Y
construyó su casa con un millón de ladrillos y una sensación de orgullo.
Sin
permiso.
En el
tejado una bandera tricolor,
por el
aire una bandera blanca.
Las
ventanas a veces tragaluces y a menudo troneras, ventanucos
para
atisbar la calle abarrotada de animales sin dueño.
Por la
noche, la casa parecía un faro oscurecido
y hasta
su puerta se acercaban los marineros rasos a discutir sus notas
de la
mar lejana.
Ella, por
supuesto, bendecía a los niños,
sanaba
a los enfermos
y
poseía un singular decoro para restituir la calma al cielo borrascoso.
Disputaba
a los ángeles su condición altruista (o su altura);
buena
samaritana,
vestía
un hábito consagrado al olvido y unas zapatillas air jordan
-distraídas
en una tienda del centro-
que
convertían su trepidante carrera en una maravilla moderna.
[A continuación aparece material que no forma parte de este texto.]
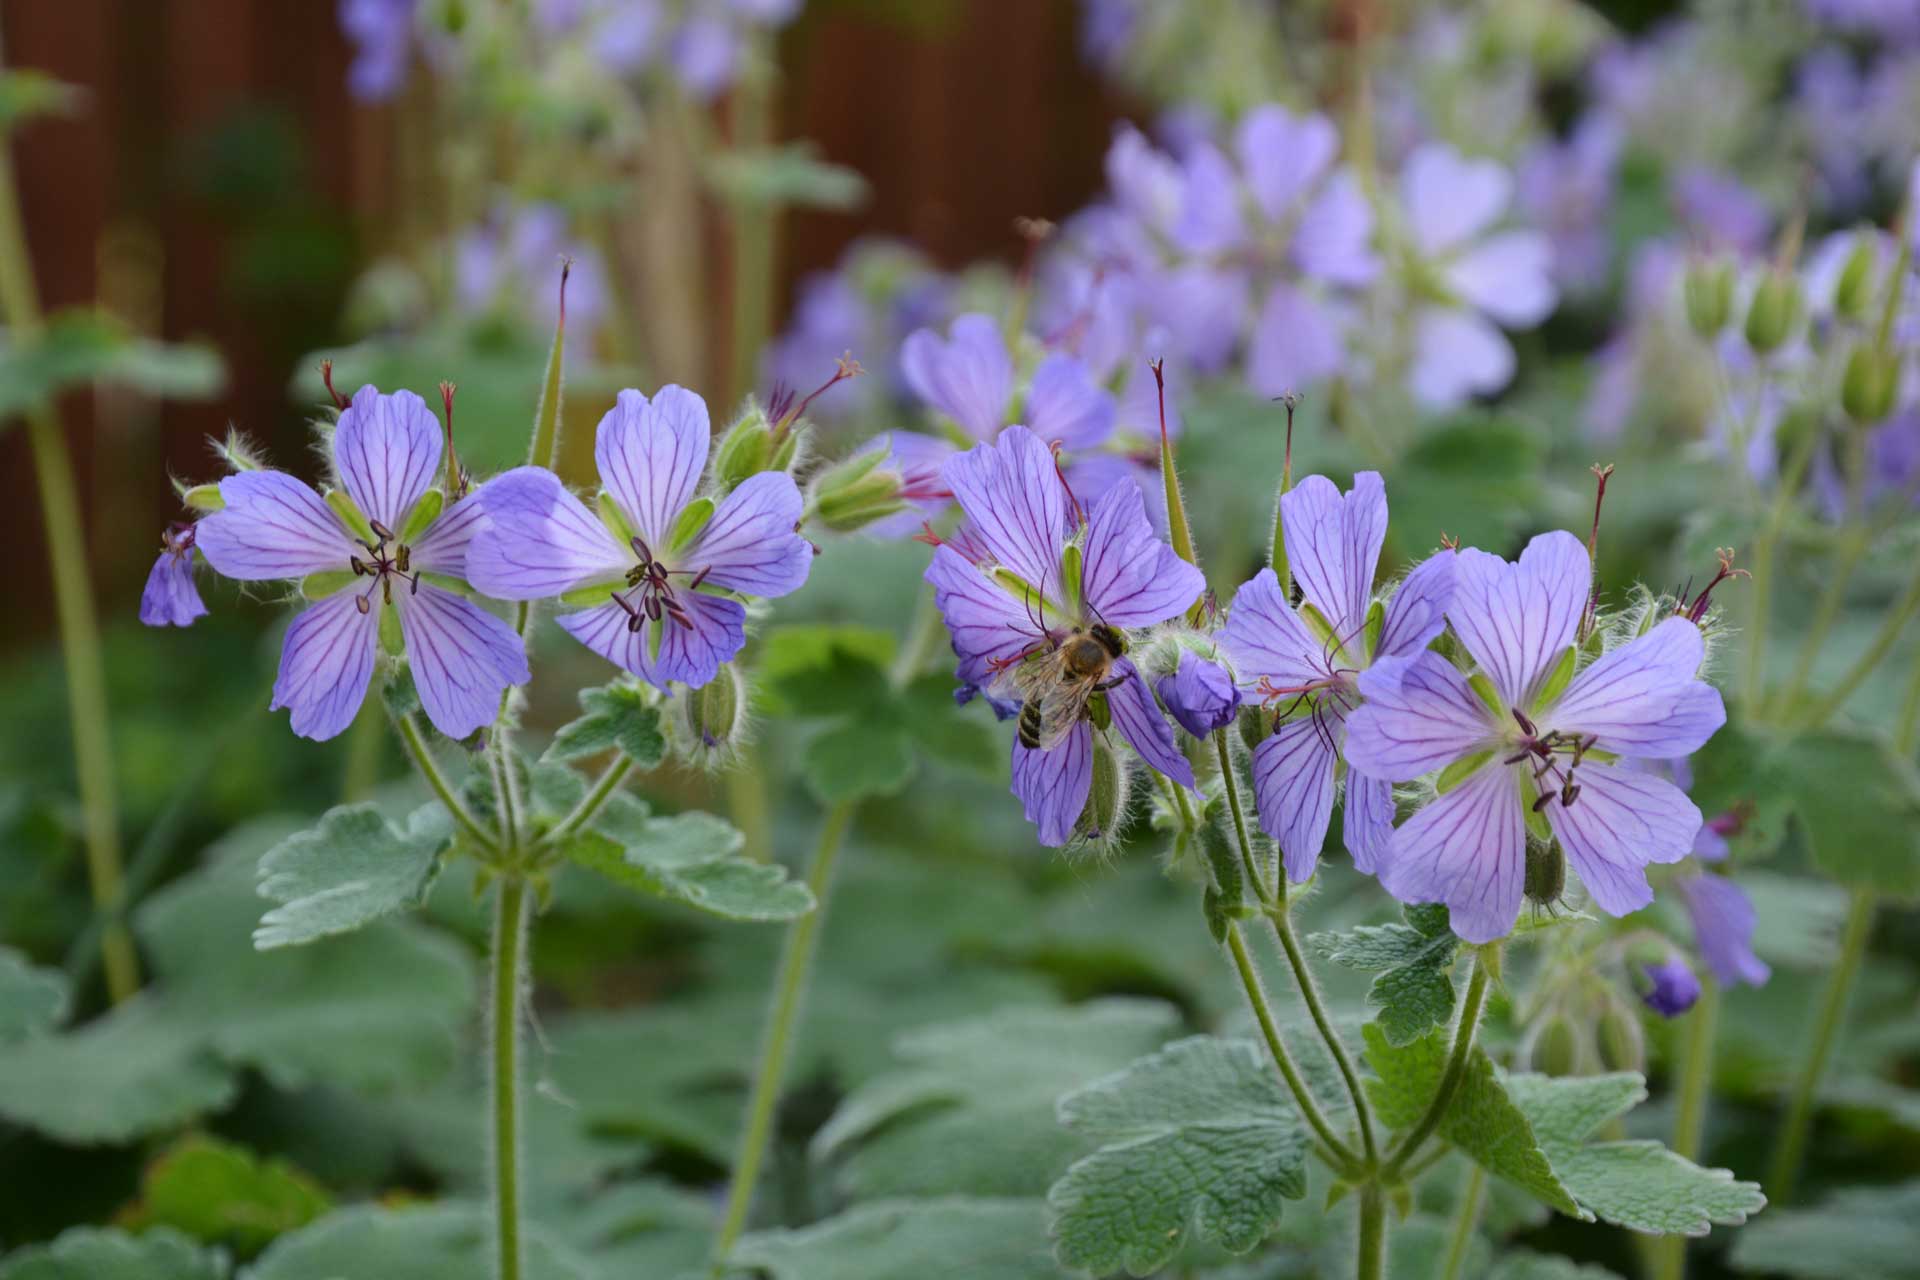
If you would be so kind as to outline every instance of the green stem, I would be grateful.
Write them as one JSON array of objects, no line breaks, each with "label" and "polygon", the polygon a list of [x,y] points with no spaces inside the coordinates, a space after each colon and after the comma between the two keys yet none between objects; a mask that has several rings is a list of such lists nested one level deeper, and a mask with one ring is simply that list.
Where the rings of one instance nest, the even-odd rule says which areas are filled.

Y no necesitaba pararrayos, ni
paraguas, ni sombrilla, ni un pañuelo:
simplemente,
las inclemencias del tiempo evitaban cruzarse en su camino.
Podía
pasar por debajo de una escalera y mirarle a los ojos a un gato azabache,
rompía
espejos a patadas y derramaba sal como si no esperase
nefastas
consecuencias. Pecaba en confianza, con fruición:
nada
enturbiaba su santidad presunta,
pues
hablaba con dios y de él obtenía su poder curativo,
su
verbo extático.
Nunca
estaba en casa, salvo cuando alguien llamaba al timbre,
que
entonces siempre estaba dispuesta a no contestar
o a
pasar la noche en vela charlando mientras durase la hierba.
Desde
el primer piso, (se) veía un ancho párrafo de vida,
algo
más arriba los ojos alcanzaban las olas del océano infinito
que no
podían verse pero sonaban a martillazos de rap.
Una
mañana, después de haberle devuelto la voz a un ciego,
hilvanó
un discurso irracional (sermoneando)
que fue
retransmitido en directo por todos los pájaros carpinteros del lugar.